One in eight women gets afflicted in her lifetime, and a 75 percent majority have no family history whatsoever
At stage 0, abnormal pre-cancer cells are unable to move or invade into surrounding tissue. Consequently, this stage is not reflected in true breast cancer (stages 1-4) statistics, which underscore that one in six true breast cancers actually do occur in the forties, one in eight women gets afflicted in her lifetime, and a 75 percent majority have no family history whatsoever. Nevertheless, stage 0 is arguably the most important early diagnosis opportunity to dodge the disease through the least harsh treatment options, including surgical routes that do not require subsequent chemotherapy, radiation, or long-term drugs. Through my journey, I learned that following the advice of major surgery, radiology and cancer treatment institutions to pursue mammograms annually in the forties is best, especially for racial ethnic women (Blacks, Hispanics, and Asians).

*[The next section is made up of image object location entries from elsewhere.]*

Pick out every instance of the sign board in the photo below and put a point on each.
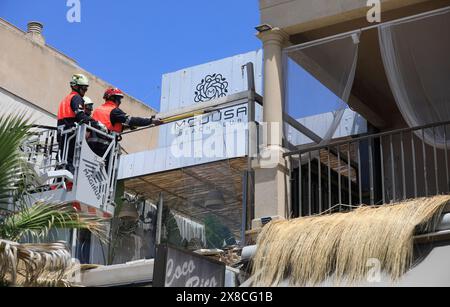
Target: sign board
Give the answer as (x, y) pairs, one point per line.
(196, 141)
(178, 268)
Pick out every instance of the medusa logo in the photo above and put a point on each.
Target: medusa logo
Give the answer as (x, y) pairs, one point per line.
(212, 87)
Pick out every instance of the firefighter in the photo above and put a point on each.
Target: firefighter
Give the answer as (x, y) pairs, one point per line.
(88, 106)
(115, 120)
(71, 111)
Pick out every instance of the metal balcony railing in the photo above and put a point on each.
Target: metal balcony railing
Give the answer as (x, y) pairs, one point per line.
(372, 169)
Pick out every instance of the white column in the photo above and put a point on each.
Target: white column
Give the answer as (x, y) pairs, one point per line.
(271, 169)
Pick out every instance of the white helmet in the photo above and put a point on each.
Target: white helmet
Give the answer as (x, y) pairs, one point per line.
(79, 79)
(88, 101)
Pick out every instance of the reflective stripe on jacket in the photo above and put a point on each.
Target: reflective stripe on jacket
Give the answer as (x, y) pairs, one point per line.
(103, 114)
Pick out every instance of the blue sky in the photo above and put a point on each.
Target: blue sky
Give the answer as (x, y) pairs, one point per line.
(132, 43)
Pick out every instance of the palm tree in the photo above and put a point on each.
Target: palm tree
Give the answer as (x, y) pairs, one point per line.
(32, 264)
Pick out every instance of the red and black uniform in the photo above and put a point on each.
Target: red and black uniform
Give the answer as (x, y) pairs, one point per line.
(110, 115)
(71, 111)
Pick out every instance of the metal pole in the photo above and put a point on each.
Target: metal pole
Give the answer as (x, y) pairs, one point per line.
(159, 219)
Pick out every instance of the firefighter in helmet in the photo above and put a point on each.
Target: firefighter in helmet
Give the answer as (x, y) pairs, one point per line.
(116, 120)
(72, 111)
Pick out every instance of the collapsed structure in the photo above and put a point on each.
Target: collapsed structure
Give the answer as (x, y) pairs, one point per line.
(352, 130)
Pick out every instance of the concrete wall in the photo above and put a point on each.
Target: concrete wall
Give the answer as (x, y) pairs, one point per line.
(295, 16)
(39, 75)
(10, 102)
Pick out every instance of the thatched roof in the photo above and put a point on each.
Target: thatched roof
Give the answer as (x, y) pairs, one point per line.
(31, 265)
(308, 251)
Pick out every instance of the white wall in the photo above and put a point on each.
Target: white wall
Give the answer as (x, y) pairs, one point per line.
(12, 104)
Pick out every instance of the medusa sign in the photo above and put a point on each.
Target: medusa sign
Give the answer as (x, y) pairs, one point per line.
(74, 12)
(211, 87)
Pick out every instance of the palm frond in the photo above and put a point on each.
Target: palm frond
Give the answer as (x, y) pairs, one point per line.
(14, 130)
(38, 220)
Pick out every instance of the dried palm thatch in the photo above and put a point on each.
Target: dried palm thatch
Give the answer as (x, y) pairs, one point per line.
(308, 251)
(36, 265)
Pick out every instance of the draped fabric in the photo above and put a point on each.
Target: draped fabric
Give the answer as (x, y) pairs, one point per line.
(319, 79)
(416, 56)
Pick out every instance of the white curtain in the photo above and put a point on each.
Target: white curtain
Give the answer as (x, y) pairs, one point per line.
(319, 79)
(416, 55)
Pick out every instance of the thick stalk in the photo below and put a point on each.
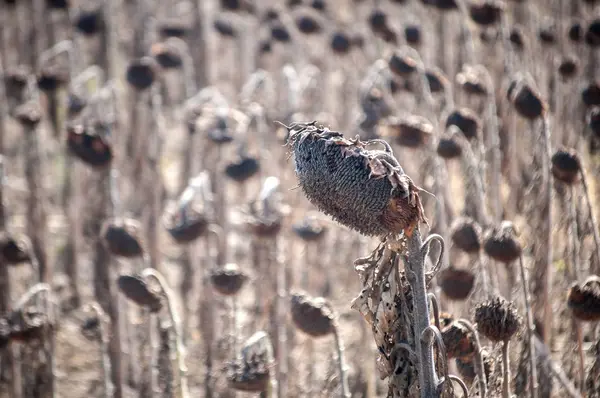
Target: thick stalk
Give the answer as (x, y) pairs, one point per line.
(530, 331)
(36, 213)
(505, 370)
(593, 220)
(415, 269)
(339, 347)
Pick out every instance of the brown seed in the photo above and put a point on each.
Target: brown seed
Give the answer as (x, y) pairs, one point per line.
(173, 27)
(28, 115)
(500, 244)
(466, 234)
(471, 82)
(592, 35)
(401, 64)
(412, 34)
(591, 94)
(136, 289)
(229, 279)
(458, 341)
(51, 77)
(583, 299)
(313, 316)
(89, 22)
(14, 250)
(486, 12)
(444, 5)
(456, 283)
(466, 367)
(526, 100)
(340, 43)
(497, 319)
(568, 67)
(141, 73)
(378, 20)
(566, 165)
(437, 80)
(593, 120)
(309, 23)
(167, 55)
(121, 237)
(466, 120)
(448, 148)
(88, 144)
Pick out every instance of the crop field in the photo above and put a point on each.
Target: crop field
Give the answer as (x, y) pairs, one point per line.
(299, 198)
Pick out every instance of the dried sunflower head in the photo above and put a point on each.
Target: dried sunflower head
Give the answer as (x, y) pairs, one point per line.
(458, 341)
(229, 279)
(456, 283)
(584, 299)
(251, 370)
(365, 190)
(497, 319)
(312, 315)
(122, 237)
(138, 290)
(501, 244)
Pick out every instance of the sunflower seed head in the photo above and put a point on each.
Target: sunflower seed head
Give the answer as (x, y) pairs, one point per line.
(365, 190)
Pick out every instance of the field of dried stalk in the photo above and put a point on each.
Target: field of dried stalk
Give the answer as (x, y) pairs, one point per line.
(299, 198)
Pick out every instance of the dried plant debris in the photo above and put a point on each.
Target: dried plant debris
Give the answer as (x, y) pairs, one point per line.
(526, 100)
(584, 299)
(138, 290)
(25, 325)
(313, 315)
(89, 144)
(448, 148)
(141, 73)
(459, 341)
(412, 131)
(487, 12)
(386, 303)
(466, 234)
(501, 244)
(466, 367)
(566, 165)
(14, 250)
(310, 229)
(365, 190)
(90, 328)
(251, 370)
(497, 319)
(456, 283)
(228, 279)
(466, 120)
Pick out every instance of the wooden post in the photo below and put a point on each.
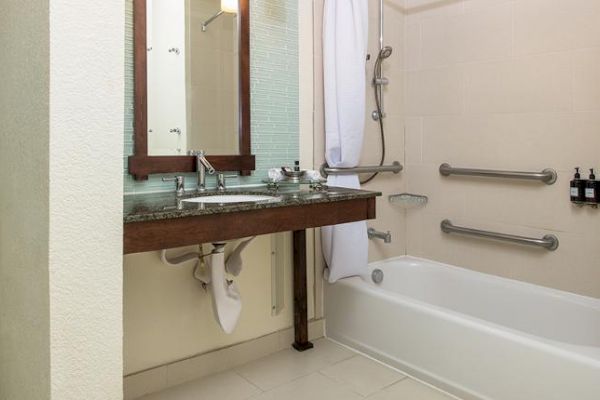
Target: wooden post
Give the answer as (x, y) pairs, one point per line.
(301, 342)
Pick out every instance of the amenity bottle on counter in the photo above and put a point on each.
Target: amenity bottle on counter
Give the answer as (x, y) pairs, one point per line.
(578, 188)
(591, 189)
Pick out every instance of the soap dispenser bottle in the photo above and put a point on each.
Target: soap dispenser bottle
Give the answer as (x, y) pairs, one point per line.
(578, 188)
(591, 189)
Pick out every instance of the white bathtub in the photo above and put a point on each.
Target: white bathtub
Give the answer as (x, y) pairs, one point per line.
(474, 335)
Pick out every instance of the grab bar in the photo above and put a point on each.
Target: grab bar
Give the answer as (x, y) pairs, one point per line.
(396, 167)
(548, 176)
(549, 242)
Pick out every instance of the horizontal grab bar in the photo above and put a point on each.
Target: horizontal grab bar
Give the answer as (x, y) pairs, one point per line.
(396, 167)
(548, 176)
(549, 242)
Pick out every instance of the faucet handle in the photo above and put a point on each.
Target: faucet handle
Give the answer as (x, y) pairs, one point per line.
(221, 180)
(179, 184)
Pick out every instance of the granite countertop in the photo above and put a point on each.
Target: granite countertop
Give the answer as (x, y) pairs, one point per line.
(166, 205)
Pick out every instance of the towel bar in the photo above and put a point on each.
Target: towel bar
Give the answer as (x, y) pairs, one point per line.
(548, 176)
(549, 242)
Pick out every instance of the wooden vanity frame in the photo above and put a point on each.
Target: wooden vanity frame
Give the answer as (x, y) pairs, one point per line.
(177, 232)
(140, 163)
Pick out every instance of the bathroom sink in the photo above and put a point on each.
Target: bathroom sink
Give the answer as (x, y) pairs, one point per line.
(233, 198)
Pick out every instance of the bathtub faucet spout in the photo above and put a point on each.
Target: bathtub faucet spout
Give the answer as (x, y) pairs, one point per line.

Therefore, annual mammogram literacy amongst minorities is crucial so that women in their forties are not blindsided by the U.S. Preventive Services Task Force screening recommendations and can have more informed discussions with their own physicians about health choices. Before the pandemic, my efforts to increase awareness at multiple ethnic community centers revealed that only 48 percent of attendees realized malignant changes could even occur in a year. Following my seminar, 83 percent of them understood the importance of an annual mammogram for a healthy person with no family history, and 97 percent felt it was crucial to get diagnosed early at stage 0 (pre-cancer) to “dodge” stage 1 (invasive cancer cells in the breast).
These screenings and procedures cannot be tabled. They are not elective, and for minorities like me they never were.
Yet, the delayed screening approach during the current pandemic only compounds the systemic racial injustices in the Task Force guidelines. Since breast cancer diagnoses for white women peak in their sixties, a U.S. Preventive Services Task Force advice to start mammograms at 50, deprives racial minorities (Blacks, Hispanics, and Asians) whose breast cancer diagnoses peak in the forties of that chance to become breast cancer “dodgers” rather than “survivors.” Hence, as our nation prepares to reopen, a long-term strategy to ensure expanded health access for routine breast screenings, biopsies, and surgeries should be prioritized, so that a stronger second wave of COVID-19 does not undermine them again. These screenings and procedures cannot be tabled. They are not elective, and for minorities like me they never were.